Aisling D'Hooghe

Personal information
- Born: 25 August 1994 (age 31) Uccle, Belgium
- Height: 1.69 m (5 ft 7 in)
- Weight: 63 kg (139 lb)

Sport
- Sport: Field hockey
- Position: Goalkeeper
- Club: Waterloo Ducks H.C.

National team
- Years: Team / Caps / Goals
- –: Belgium / 161 / (0)

Medal record
Women's field hockey
Representing Belgium
European Championships
| Silver medal – second place | 2017 Amstelveen |  |
| Silver medal – second place | 2023 Mönchengladbach |  |

= Aisling D'Hooghe =

Belgian field hockey player (born 1994)

Aisling D'Hooghe (born 25 August 1994) is a Belgian field hockey player. At the 2012 Summer Olympics she competed with the Belgium women's national field hockey team in the women's tournament.

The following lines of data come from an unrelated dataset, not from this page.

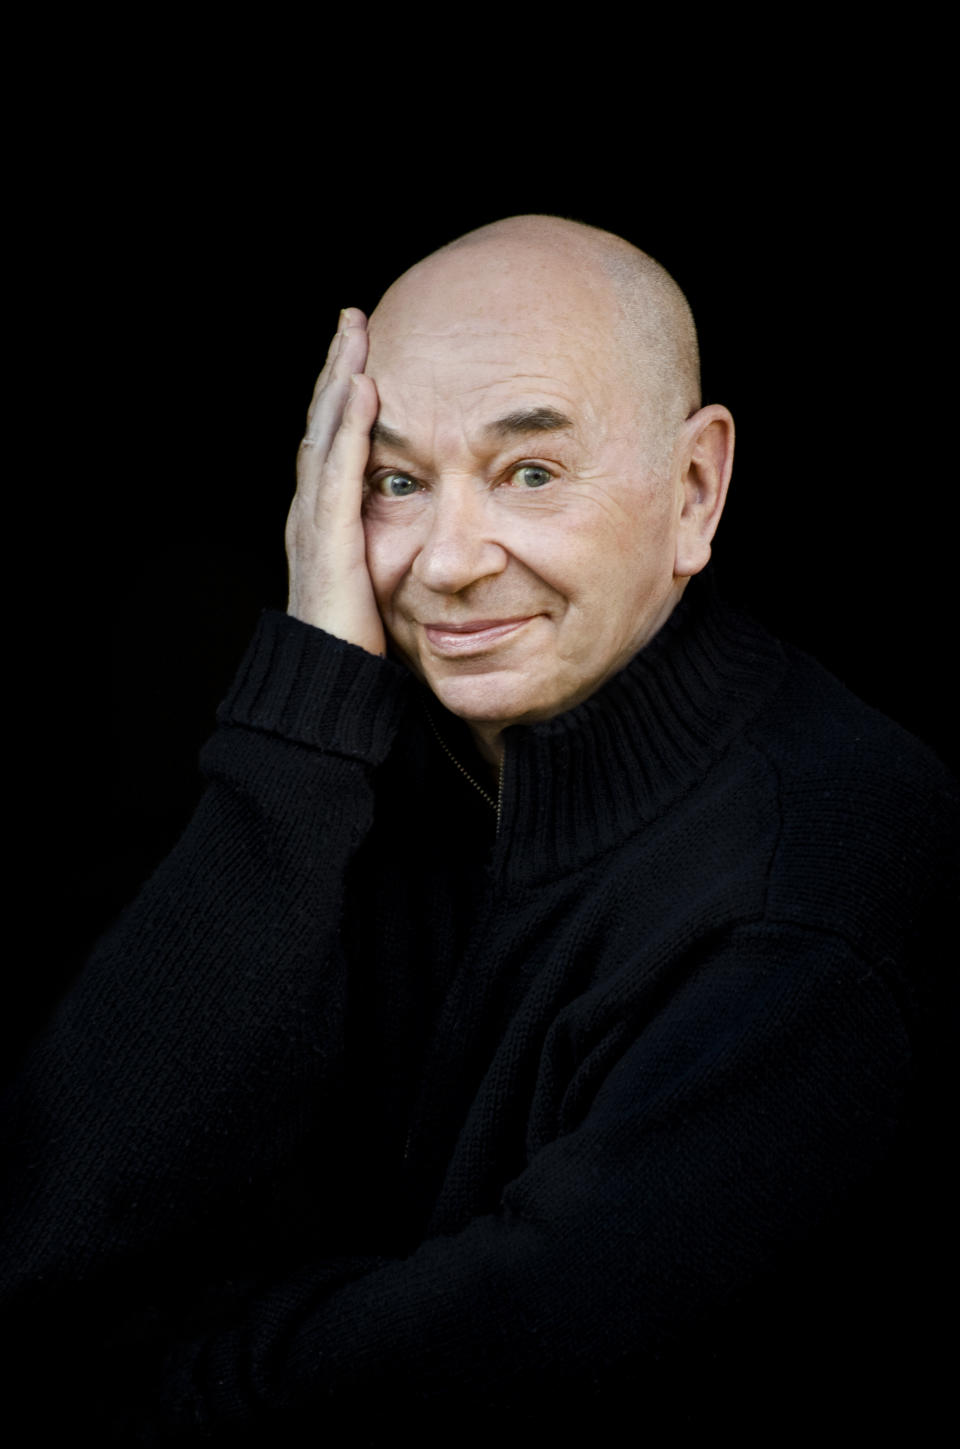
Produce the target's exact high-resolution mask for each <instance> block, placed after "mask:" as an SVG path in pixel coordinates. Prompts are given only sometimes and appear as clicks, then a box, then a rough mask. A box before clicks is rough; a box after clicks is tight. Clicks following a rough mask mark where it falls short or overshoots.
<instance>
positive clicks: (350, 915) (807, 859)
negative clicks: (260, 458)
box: [3, 580, 957, 1445]
mask: <svg viewBox="0 0 960 1449" xmlns="http://www.w3.org/2000/svg"><path fill="white" fill-rule="evenodd" d="M203 767H204V771H206V775H207V778H209V787H207V793H206V796H204V798H203V801H201V804H200V809H198V811H197V814H195V817H194V820H193V822H191V823H190V826H188V829H187V832H185V835H184V838H182V839H181V842H180V845H178V846H177V848H175V851H174V852H172V855H171V856H169V858H168V859H167V862H165V864H164V865H162V867H161V868H159V871H158V872H156V874H155V875H153V878H152V880H151V881H149V882H148V885H146V887H145V888H143V891H142V894H140V895H139V898H138V900H136V901H135V903H133V906H132V907H130V909H129V910H127V911H126V914H125V916H123V917H122V919H120V922H119V923H117V926H116V927H114V929H113V932H111V933H110V935H109V936H107V938H106V939H104V940H103V942H101V945H100V948H98V951H97V953H96V956H94V959H93V961H91V962H90V965H88V968H87V971H85V972H84V974H83V977H81V978H80V981H78V984H77V985H75V988H74V990H72V993H71V994H70V995H68V997H67V1000H65V1001H64V1003H62V1004H61V1007H59V1010H58V1013H56V1016H55V1019H54V1022H52V1023H51V1026H49V1029H48V1030H46V1033H45V1035H43V1037H42V1039H41V1040H39V1042H38V1045H36V1046H35V1049H33V1052H32V1053H30V1056H29V1058H28V1062H26V1065H25V1069H23V1072H22V1075H20V1078H19V1081H17V1082H16V1085H14V1090H13V1094H12V1097H10V1100H9V1101H7V1103H6V1108H4V1123H6V1129H7V1133H6V1135H7V1136H9V1139H10V1145H9V1148H7V1187H6V1190H4V1201H6V1204H7V1219H6V1226H4V1243H6V1248H4V1255H6V1262H4V1272H3V1278H4V1303H6V1306H7V1307H6V1314H7V1317H6V1321H7V1323H12V1324H14V1326H16V1329H17V1337H19V1339H20V1346H22V1359H20V1368H19V1372H17V1378H19V1382H20V1384H22V1385H28V1384H29V1387H23V1395H25V1400H26V1404H28V1411H29V1413H30V1414H32V1416H33V1419H35V1421H36V1423H39V1421H46V1420H48V1419H51V1404H52V1403H59V1406H61V1410H62V1411H64V1416H65V1419H67V1421H68V1423H70V1424H71V1427H77V1426H81V1424H83V1426H87V1424H88V1423H91V1424H93V1423H96V1424H98V1426H100V1427H98V1433H100V1435H101V1439H103V1440H104V1442H106V1440H109V1439H110V1435H111V1433H114V1435H116V1439H117V1442H120V1443H133V1442H139V1439H138V1436H142V1439H143V1440H145V1442H164V1443H165V1442H168V1440H169V1442H181V1440H182V1442H193V1435H194V1433H197V1435H200V1436H201V1437H203V1436H206V1435H207V1433H211V1435H216V1433H217V1432H220V1433H222V1435H223V1443H232V1445H233V1443H240V1442H243V1443H246V1442H248V1439H246V1437H242V1436H243V1435H245V1433H249V1442H252V1443H265V1445H266V1443H269V1445H284V1443H288V1442H290V1443H300V1442H301V1437H300V1436H301V1435H303V1436H304V1439H303V1442H311V1443H313V1442H314V1436H316V1432H317V1426H320V1424H321V1426H324V1432H326V1433H327V1442H330V1443H333V1445H339V1443H363V1442H368V1440H369V1442H376V1443H379V1442H381V1436H385V1437H387V1439H390V1437H392V1435H395V1432H398V1430H400V1429H411V1427H413V1429H421V1430H424V1429H426V1427H427V1426H433V1427H434V1429H437V1433H439V1435H440V1436H442V1437H445V1440H446V1439H447V1437H449V1439H458V1437H459V1439H463V1437H465V1435H466V1430H468V1427H469V1426H473V1427H475V1429H479V1424H481V1423H482V1424H485V1426H487V1424H491V1426H494V1427H495V1432H497V1433H498V1435H500V1439H501V1442H511V1439H510V1432H511V1429H513V1430H514V1432H515V1436H517V1442H526V1439H527V1437H529V1436H530V1435H529V1433H527V1427H530V1429H531V1430H533V1429H539V1430H543V1429H546V1426H547V1416H549V1423H550V1424H556V1423H559V1424H563V1426H566V1427H568V1429H569V1432H570V1435H573V1432H575V1426H576V1424H578V1423H581V1420H579V1419H578V1416H585V1417H584V1423H588V1424H589V1426H591V1427H598V1426H599V1429H601V1430H602V1426H604V1424H608V1423H612V1420H605V1419H604V1414H612V1413H614V1406H615V1411H617V1413H623V1410H624V1406H631V1411H636V1414H637V1427H640V1424H644V1423H646V1424H647V1426H650V1424H653V1423H654V1421H656V1423H657V1424H660V1423H663V1421H665V1423H670V1424H673V1426H675V1427H683V1426H688V1427H691V1426H694V1424H701V1423H705V1424H708V1426H714V1424H718V1423H724V1424H728V1426H730V1427H743V1426H744V1423H746V1421H747V1417H750V1416H751V1417H750V1423H753V1421H754V1420H756V1423H754V1427H756V1426H757V1424H766V1423H767V1417H766V1416H767V1414H769V1413H779V1414H780V1416H783V1417H782V1419H778V1420H775V1421H769V1429H770V1433H773V1442H779V1440H778V1435H779V1433H780V1432H782V1430H785V1429H788V1427H789V1424H791V1423H792V1421H795V1419H796V1416H798V1414H799V1413H801V1410H807V1411H808V1413H809V1404H811V1400H812V1401H815V1404H817V1406H820V1403H821V1397H822V1391H824V1384H827V1382H828V1384H830V1385H831V1387H830V1394H833V1395H834V1397H835V1395H840V1398H837V1401H841V1400H843V1403H846V1404H847V1406H849V1410H847V1411H849V1414H850V1421H851V1424H859V1423H860V1417H859V1416H860V1406H862V1401H863V1394H864V1391H866V1392H872V1394H873V1397H875V1400H876V1401H877V1403H883V1395H885V1394H886V1392H889V1388H888V1387H886V1377H888V1374H890V1375H892V1372H893V1366H895V1365H902V1353H901V1349H899V1348H898V1346H896V1345H893V1346H890V1343H889V1335H888V1330H886V1329H883V1330H882V1332H879V1333H875V1335H873V1336H872V1337H869V1339H864V1337H863V1333H864V1332H866V1330H864V1324H866V1323H869V1321H870V1320H873V1321H876V1319H877V1314H880V1313H882V1310H890V1308H892V1310H893V1311H892V1313H888V1317H889V1319H890V1321H892V1323H896V1316H898V1313H901V1310H904V1311H906V1310H911V1311H914V1310H915V1307H917V1303H918V1301H919V1300H918V1298H917V1297H915V1295H912V1297H911V1293H912V1290H911V1288H908V1284H914V1282H915V1281H917V1275H918V1274H917V1272H911V1268H909V1264H908V1266H906V1269H904V1266H902V1265H899V1266H898V1264H899V1259H901V1258H902V1248H904V1240H902V1235H904V1233H905V1235H908V1236H909V1233H911V1232H912V1233H915V1232H917V1224H915V1222H914V1219H915V1217H917V1214H915V1213H911V1211H908V1208H912V1207H915V1206H917V1204H915V1203H912V1201H908V1200H909V1198H911V1191H912V1188H908V1190H906V1191H905V1190H904V1184H905V1182H908V1181H909V1184H918V1182H921V1181H922V1178H919V1177H918V1174H922V1172H924V1171H927V1168H928V1165H930V1161H931V1158H935V1143H937V1142H938V1137H937V1132H938V1130H940V1129H938V1127H937V1126H935V1124H934V1126H930V1123H935V1116H932V1117H931V1114H930V1111H931V1103H932V1104H934V1106H935V1101H937V1095H938V1091H940V1087H941V1084H940V1082H938V1080H937V1077H935V1064H937V1052H935V1043H937V1024H938V1020H940V1004H938V985H937V980H938V966H940V961H938V959H937V946H938V942H940V939H941V930H943V922H944V903H946V898H947V890H948V884H950V882H951V881H953V880H956V875H954V874H953V872H954V871H956V820H957V791H956V787H954V785H953V782H951V781H950V778H948V777H947V775H946V774H944V772H943V769H941V767H940V765H938V764H937V761H935V759H934V758H932V756H931V755H930V753H928V752H927V751H925V749H924V748H922V746H921V745H918V743H917V742H915V740H914V739H911V738H909V736H906V735H905V733H902V732H901V730H899V729H898V727H896V726H893V725H890V722H888V720H885V719H882V717H880V716H877V714H875V713H873V711H872V710H869V709H866V707H864V706H863V704H860V703H859V701H857V700H854V698H853V697H851V696H850V694H849V693H847V691H846V690H844V688H843V687H841V685H840V684H837V681H835V680H833V678H831V677H830V675H827V674H825V672H824V671H822V669H821V668H820V667H818V665H815V664H814V662H812V661H809V659H807V658H805V656H802V655H799V653H796V652H793V651H791V649H788V648H783V646H782V645H779V643H778V642H776V640H773V639H772V638H770V636H769V635H767V633H766V632H763V630H762V629H760V627H759V626H756V625H754V623H751V622H750V620H747V619H744V617H743V616H741V614H738V613H736V611H734V610H730V609H728V607H725V606H724V604H723V603H720V601H718V600H717V598H715V596H714V593H712V588H711V584H710V581H708V580H707V581H695V582H694V584H692V585H691V587H689V588H688V591H686V594H685V597H683V600H682V603H681V606H679V607H678V609H676V610H675V613H673V616H672V617H670V619H669V620H668V623H666V626H665V627H663V629H662V630H660V633H659V635H657V636H656V638H654V639H653V640H652V643H650V645H649V646H647V648H646V649H644V651H643V652H641V653H640V655H637V658H636V659H634V661H633V662H631V664H630V665H628V667H627V668H626V669H624V671H623V672H621V674H618V675H617V677H615V678H612V680H611V681H608V682H607V684H605V685H604V687H602V688H601V690H599V691H598V693H597V694H595V696H592V697H591V698H589V700H586V701H585V703H582V704H579V706H576V707H575V709H573V710H570V711H568V713H565V714H562V716H559V717H556V719H553V720H549V722H544V723H540V725H533V726H521V727H520V726H515V727H513V729H510V730H508V732H507V736H505V759H504V771H502V780H501V785H500V791H497V787H495V785H492V784H489V781H488V780H487V778H485V777H484V767H482V765H481V764H479V761H478V759H476V758H475V756H473V753H472V748H471V745H469V736H468V735H466V732H465V730H463V727H462V726H460V725H459V722H456V720H453V719H452V717H450V716H445V713H443V711H442V710H440V707H439V706H437V703H436V701H434V700H433V701H431V700H430V697H429V696H426V693H424V691H421V688H420V685H417V684H416V682H414V681H413V678H411V677H410V675H408V674H407V672H405V671H404V669H401V668H400V667H398V665H395V664H392V662H390V661H381V659H376V658H374V656H371V655H368V653H365V652H362V651H361V649H356V648H353V646H350V645H346V643H343V642H340V640H337V639H333V638H330V636H327V635H324V633H323V632H320V630H316V629H311V627H310V626H306V625H301V623H298V622H295V620H292V619H288V617H287V616H284V614H274V613H268V614H265V616H264V619H262V622H261V625H259V629H258V633H256V636H255V639H253V642H252V645H250V649H249V652H248V656H246V659H245V662H243V665H242V668H240V671H239V675H237V678H236V682H235V685H233V688H232V693H230V696H229V697H227V700H226V701H224V704H223V707H222V710H220V720H219V729H217V733H216V735H214V736H213V739H211V742H210V743H209V745H207V748H206V751H204V756H203ZM918 1122H924V1123H927V1124H928V1129H927V1132H925V1133H918V1130H917V1124H918ZM915 1191H917V1193H919V1191H921V1190H919V1187H918V1188H917V1190H915ZM880 1204H886V1207H883V1210H880ZM919 1216H921V1217H922V1211H921V1214H919ZM908 1220H909V1222H908ZM890 1224H895V1226H893V1227H892V1226H890ZM890 1233H893V1235H895V1237H896V1239H898V1240H896V1242H895V1240H893V1239H892V1237H890ZM911 1242H912V1252H914V1256H915V1255H917V1252H918V1250H919V1249H918V1246H917V1242H915V1240H911ZM898 1253H899V1256H898ZM877 1255H882V1256H880V1258H877ZM914 1268H917V1262H914ZM928 1268H930V1264H927V1259H924V1262H922V1268H921V1269H918V1272H919V1271H922V1272H925V1271H928ZM885 1321H886V1320H885ZM911 1332H912V1335H915V1333H917V1324H914V1327H912V1330H911ZM880 1343H883V1345H885V1352H886V1350H889V1355H888V1358H886V1359H885V1361H883V1362H885V1366H883V1368H882V1371H880V1379H877V1377H876V1372H875V1371H876V1368H877V1365H876V1362H875V1355H876V1352H877V1345H880ZM864 1345H866V1346H864ZM867 1371H869V1372H870V1379H869V1382H870V1385H873V1388H864V1375H867ZM35 1385H39V1388H36V1387H35ZM875 1390H876V1392H875ZM877 1394H879V1398H877V1397H876V1395H877ZM818 1395H820V1397H818ZM844 1395H846V1397H844ZM773 1404H776V1406H778V1408H776V1410H773V1408H769V1407H767V1406H773ZM747 1406H749V1410H747ZM854 1406H857V1407H856V1408H854ZM821 1411H822V1410H821V1408H820V1407H818V1408H817V1410H815V1411H814V1417H815V1414H818V1413H821ZM659 1416H665V1419H663V1420H662V1419H660V1417H659ZM744 1416H747V1417H744ZM52 1417H55V1414H54V1416H52ZM110 1426H111V1427H110ZM330 1426H336V1427H333V1429H332V1427H330ZM524 1426H527V1427H524ZM468 1437H469V1436H468ZM601 1439H602V1432H601ZM217 1442H220V1439H217ZM604 1442H608V1440H604Z"/></svg>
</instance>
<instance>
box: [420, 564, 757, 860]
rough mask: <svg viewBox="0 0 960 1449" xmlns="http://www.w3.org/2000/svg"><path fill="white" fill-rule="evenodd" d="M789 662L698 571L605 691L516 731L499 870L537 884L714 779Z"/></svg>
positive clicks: (457, 725) (604, 848) (476, 772)
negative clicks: (744, 730) (677, 604)
mask: <svg viewBox="0 0 960 1449" xmlns="http://www.w3.org/2000/svg"><path fill="white" fill-rule="evenodd" d="M783 669H785V656H783V651H782V648H780V645H779V643H778V642H776V639H773V638H772V636H770V635H769V633H767V632H766V630H765V629H762V627H760V626H759V625H757V623H756V622H754V620H751V619H750V617H749V616H746V614H743V613H740V611H738V610H737V609H734V607H731V606H728V604H727V603H724V601H723V600H721V598H720V597H718V594H717V588H715V581H714V577H712V569H708V571H707V572H705V574H702V575H699V577H696V578H694V580H692V581H691V584H689V585H688V587H686V590H685V593H683V597H682V598H681V601H679V604H678V606H676V609H675V610H673V613H672V614H670V617H669V619H668V620H666V623H665V625H663V627H662V629H660V630H659V633H657V635H656V636H654V638H653V639H652V640H650V643H649V645H647V646H646V648H644V649H641V651H640V653H637V655H636V656H634V658H633V659H631V661H630V664H628V665H627V667H626V668H624V669H621V671H620V674H617V675H614V677H612V678H611V680H608V681H607V684H604V685H602V688H599V690H598V691H597V694H592V696H591V697H589V698H588V700H584V701H582V703H581V704H578V706H575V707H573V709H572V710H568V711H566V713H563V714H557V716H556V717H555V719H550V720H543V722H540V723H537V725H514V726H511V727H510V729H508V730H507V732H505V735H504V774H502V790H501V810H500V824H498V832H497V843H495V848H494V869H495V871H497V874H498V875H505V877H513V875H520V877H523V880H524V881H526V882H527V884H531V882H533V881H534V880H543V878H544V877H550V875H555V874H557V872H565V871H569V869H573V868H576V867H578V865H582V864H585V862H586V861H589V859H592V858H594V856H597V855H599V853H601V852H604V851H608V849H612V848H614V846H617V845H620V843H621V842H623V840H624V839H626V838H627V836H630V835H633V833H634V832H636V830H639V829H640V827H641V826H644V824H647V823H649V822H652V820H654V819H656V817H657V816H659V814H662V813H663V811H665V810H666V809H668V807H669V806H670V804H672V803H673V801H676V800H678V798H679V797H682V796H683V794H686V793H688V791H689V790H691V788H692V787H694V785H695V784H696V782H698V781H699V780H702V778H704V775H705V774H707V772H708V769H710V768H711V767H712V764H714V762H715V761H717V759H718V758H720V756H721V755H723V753H724V752H725V751H727V749H728V746H730V743H731V742H733V740H734V739H736V736H737V735H738V733H740V732H741V730H743V727H744V726H746V725H747V722H749V720H750V719H753V717H754V716H756V713H757V711H759V710H760V707H762V706H763V704H765V701H766V700H767V698H769V697H770V696H772V693H773V691H775V690H776V687H778V684H779V681H780V678H782V675H783ZM431 706H433V707H431V711H430V713H431V716H433V719H434V720H436V722H437V723H439V727H440V733H442V735H443V739H445V742H446V745H447V749H449V752H450V753H452V755H455V756H456V759H458V761H459V762H460V765H462V767H463V769H466V771H468V772H469V774H471V775H473V777H475V778H476V780H478V782H479V784H482V785H484V788H485V790H489V793H491V794H492V793H494V787H492V785H489V784H488V780H487V777H485V775H482V774H481V769H482V767H479V765H478V756H476V755H475V753H473V752H472V749H471V746H469V743H468V740H469V736H468V733H466V730H465V727H463V725H462V722H460V720H456V719H453V717H452V716H449V714H446V711H443V710H439V709H437V704H436V700H433V701H431ZM423 727H424V729H429V726H427V725H426V722H424V723H423ZM434 743H436V751H437V752H440V749H442V745H440V743H439V742H434ZM446 768H449V769H450V771H455V769H456V765H455V764H453V762H452V761H449V759H447V761H446Z"/></svg>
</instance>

In September 2017, she won the silver medal at the EuroHockey Nations Championship which took place in Amstelveen, the Netherlands. She was also elected as best Goalie of the Tournament by the European Hockey Federation at the end of the tournament. This medal is considered as a major event for the Belgian Women's hockey since it is the first time ever that the team won a medal in a major competition.